Thursday, May 20, 2010

Yesterday evening I received an email from the agent who was considering my memoir-in-progress, the one I'm calling The Vagabond's Bookshelf. In the nicest possible way she said that she and her colleagues were declining it.

The strange thing is that I feel so relieved, like a weight has slipped its chain. Her response made me realize how much I'd been worrying about this step: about moving my work into a commercial market: of dealing with invasive editorial control, and publicists, and all of those infamous mainstream publishing manipulations. My friends with agents seem so anxious, so harried: as if they are no longer in possession of their own writing soul. Of course, I'm sure this isn't true of every writer and every agent, and I'm sure also that some writers thrive on such pressure, though I don't think I would be one of them.
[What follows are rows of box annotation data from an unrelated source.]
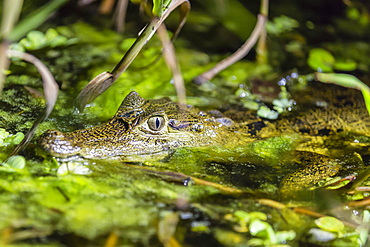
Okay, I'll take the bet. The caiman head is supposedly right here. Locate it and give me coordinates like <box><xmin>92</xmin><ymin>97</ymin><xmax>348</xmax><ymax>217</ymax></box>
<box><xmin>39</xmin><ymin>92</ymin><xmax>229</xmax><ymax>159</ymax></box>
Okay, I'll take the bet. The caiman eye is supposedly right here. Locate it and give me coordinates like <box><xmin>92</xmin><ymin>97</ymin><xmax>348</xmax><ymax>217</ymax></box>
<box><xmin>147</xmin><ymin>116</ymin><xmax>165</xmax><ymax>131</ymax></box>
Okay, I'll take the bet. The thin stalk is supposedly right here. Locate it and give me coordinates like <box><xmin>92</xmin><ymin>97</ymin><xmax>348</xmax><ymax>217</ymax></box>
<box><xmin>157</xmin><ymin>23</ymin><xmax>186</xmax><ymax>105</ymax></box>
<box><xmin>256</xmin><ymin>0</ymin><xmax>269</xmax><ymax>64</ymax></box>
<box><xmin>76</xmin><ymin>0</ymin><xmax>190</xmax><ymax>111</ymax></box>
<box><xmin>193</xmin><ymin>14</ymin><xmax>267</xmax><ymax>85</ymax></box>
<box><xmin>115</xmin><ymin>0</ymin><xmax>129</xmax><ymax>33</ymax></box>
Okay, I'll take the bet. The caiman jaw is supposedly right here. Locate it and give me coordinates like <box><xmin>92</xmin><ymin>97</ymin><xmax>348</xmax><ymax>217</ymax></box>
<box><xmin>39</xmin><ymin>130</ymin><xmax>81</xmax><ymax>157</ymax></box>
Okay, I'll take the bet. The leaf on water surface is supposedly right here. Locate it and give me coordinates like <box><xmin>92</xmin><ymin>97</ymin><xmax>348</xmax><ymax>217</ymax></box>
<box><xmin>8</xmin><ymin>50</ymin><xmax>59</xmax><ymax>157</ymax></box>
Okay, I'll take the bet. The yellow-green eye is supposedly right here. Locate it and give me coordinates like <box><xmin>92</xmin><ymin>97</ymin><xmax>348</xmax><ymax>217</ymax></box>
<box><xmin>147</xmin><ymin>116</ymin><xmax>165</xmax><ymax>131</ymax></box>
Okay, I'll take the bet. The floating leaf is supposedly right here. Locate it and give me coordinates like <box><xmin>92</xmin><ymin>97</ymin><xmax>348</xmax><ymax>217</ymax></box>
<box><xmin>6</xmin><ymin>155</ymin><xmax>26</xmax><ymax>169</ymax></box>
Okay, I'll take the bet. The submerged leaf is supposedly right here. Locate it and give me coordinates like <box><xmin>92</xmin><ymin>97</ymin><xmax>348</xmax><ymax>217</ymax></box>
<box><xmin>315</xmin><ymin>216</ymin><xmax>344</xmax><ymax>233</ymax></box>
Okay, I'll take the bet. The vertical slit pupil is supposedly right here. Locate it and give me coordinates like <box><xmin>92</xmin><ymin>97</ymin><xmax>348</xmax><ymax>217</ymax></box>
<box><xmin>155</xmin><ymin>117</ymin><xmax>161</xmax><ymax>129</ymax></box>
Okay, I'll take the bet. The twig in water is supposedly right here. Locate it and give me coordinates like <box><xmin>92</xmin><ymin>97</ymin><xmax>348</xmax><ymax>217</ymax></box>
<box><xmin>193</xmin><ymin>14</ymin><xmax>267</xmax><ymax>85</ymax></box>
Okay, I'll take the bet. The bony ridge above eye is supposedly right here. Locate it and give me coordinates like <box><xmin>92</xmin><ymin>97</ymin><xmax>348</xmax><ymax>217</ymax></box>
<box><xmin>147</xmin><ymin>116</ymin><xmax>166</xmax><ymax>131</ymax></box>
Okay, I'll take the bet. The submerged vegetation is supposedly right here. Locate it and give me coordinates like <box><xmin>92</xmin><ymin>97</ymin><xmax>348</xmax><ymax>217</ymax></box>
<box><xmin>0</xmin><ymin>0</ymin><xmax>370</xmax><ymax>247</ymax></box>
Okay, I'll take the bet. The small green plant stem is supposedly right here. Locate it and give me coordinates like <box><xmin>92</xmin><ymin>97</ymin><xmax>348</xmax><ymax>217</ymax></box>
<box><xmin>256</xmin><ymin>0</ymin><xmax>269</xmax><ymax>64</ymax></box>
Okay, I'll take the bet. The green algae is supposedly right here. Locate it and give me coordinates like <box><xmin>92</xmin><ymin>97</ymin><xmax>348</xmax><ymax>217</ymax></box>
<box><xmin>0</xmin><ymin>1</ymin><xmax>368</xmax><ymax>246</ymax></box>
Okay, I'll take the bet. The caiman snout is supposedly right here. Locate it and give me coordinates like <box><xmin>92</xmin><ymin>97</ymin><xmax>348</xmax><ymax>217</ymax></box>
<box><xmin>39</xmin><ymin>130</ymin><xmax>81</xmax><ymax>157</ymax></box>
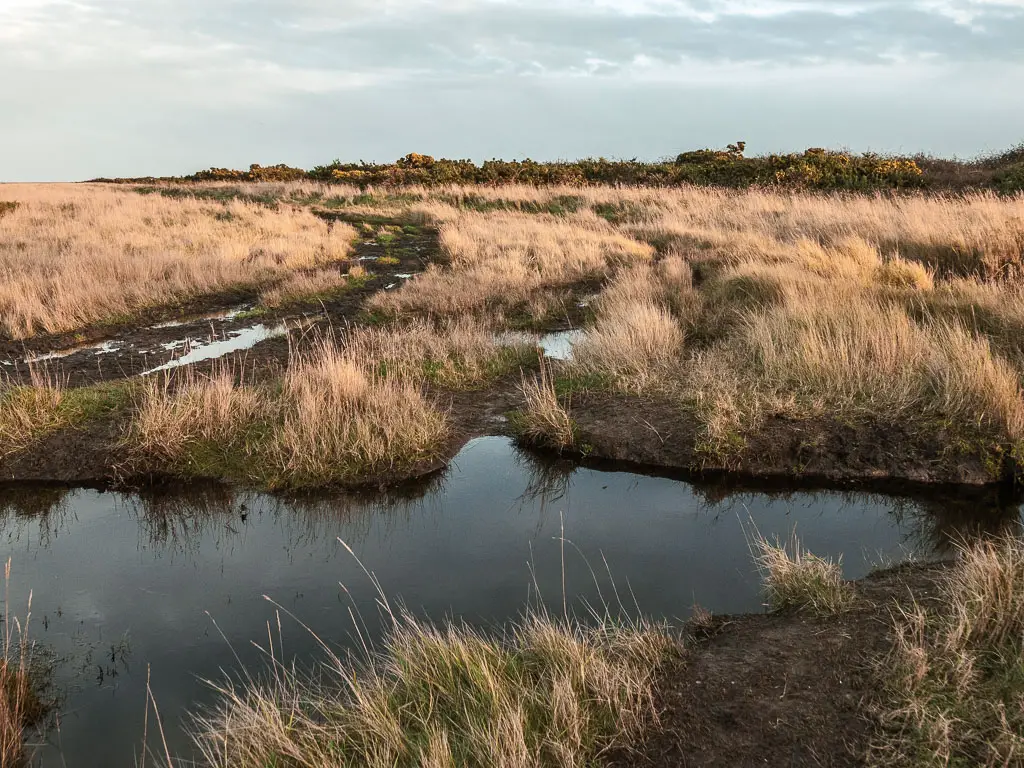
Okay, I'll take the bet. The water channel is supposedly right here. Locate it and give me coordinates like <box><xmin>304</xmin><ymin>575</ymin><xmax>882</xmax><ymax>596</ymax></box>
<box><xmin>0</xmin><ymin>437</ymin><xmax>1019</xmax><ymax>768</ymax></box>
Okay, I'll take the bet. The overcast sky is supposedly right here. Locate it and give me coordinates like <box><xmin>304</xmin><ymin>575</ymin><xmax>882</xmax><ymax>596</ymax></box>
<box><xmin>0</xmin><ymin>0</ymin><xmax>1024</xmax><ymax>180</ymax></box>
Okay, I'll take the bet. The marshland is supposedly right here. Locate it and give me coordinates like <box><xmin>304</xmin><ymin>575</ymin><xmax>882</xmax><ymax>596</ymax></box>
<box><xmin>6</xmin><ymin>145</ymin><xmax>1024</xmax><ymax>768</ymax></box>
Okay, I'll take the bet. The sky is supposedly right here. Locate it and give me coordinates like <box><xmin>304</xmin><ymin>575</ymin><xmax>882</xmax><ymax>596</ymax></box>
<box><xmin>0</xmin><ymin>0</ymin><xmax>1024</xmax><ymax>181</ymax></box>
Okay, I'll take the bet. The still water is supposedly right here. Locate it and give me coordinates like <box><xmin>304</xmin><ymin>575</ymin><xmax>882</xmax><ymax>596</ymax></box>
<box><xmin>0</xmin><ymin>437</ymin><xmax>1017</xmax><ymax>768</ymax></box>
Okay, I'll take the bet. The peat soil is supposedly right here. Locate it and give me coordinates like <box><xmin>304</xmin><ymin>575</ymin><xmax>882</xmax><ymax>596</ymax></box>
<box><xmin>613</xmin><ymin>563</ymin><xmax>948</xmax><ymax>768</ymax></box>
<box><xmin>0</xmin><ymin>227</ymin><xmax>437</xmax><ymax>387</ymax></box>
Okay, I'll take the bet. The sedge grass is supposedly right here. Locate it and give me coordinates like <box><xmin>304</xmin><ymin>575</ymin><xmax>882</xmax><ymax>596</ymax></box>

It seems that, for many people, success as a writer does not require exquisite literary achievement so much as the ability to fulfill a market demand, whether that demand is for predictability, or shock, or some variant of political or social capital. But please believe me: really, truly, I am not feeling pissy and taking out my grumpiness on a perceived publishing conspiracy against me. Nor am I equating my own work with "exquisite literary achievement." I have a long way to go--like, the rest of my life--before I'll be content with what I've written. I'm just telling you that not having an agent has turned out to be, on the whole, rather pleasant.

So here I am, settling back into my niche as Minor Regional Poet. It's not a bad place to be. I kind of like it.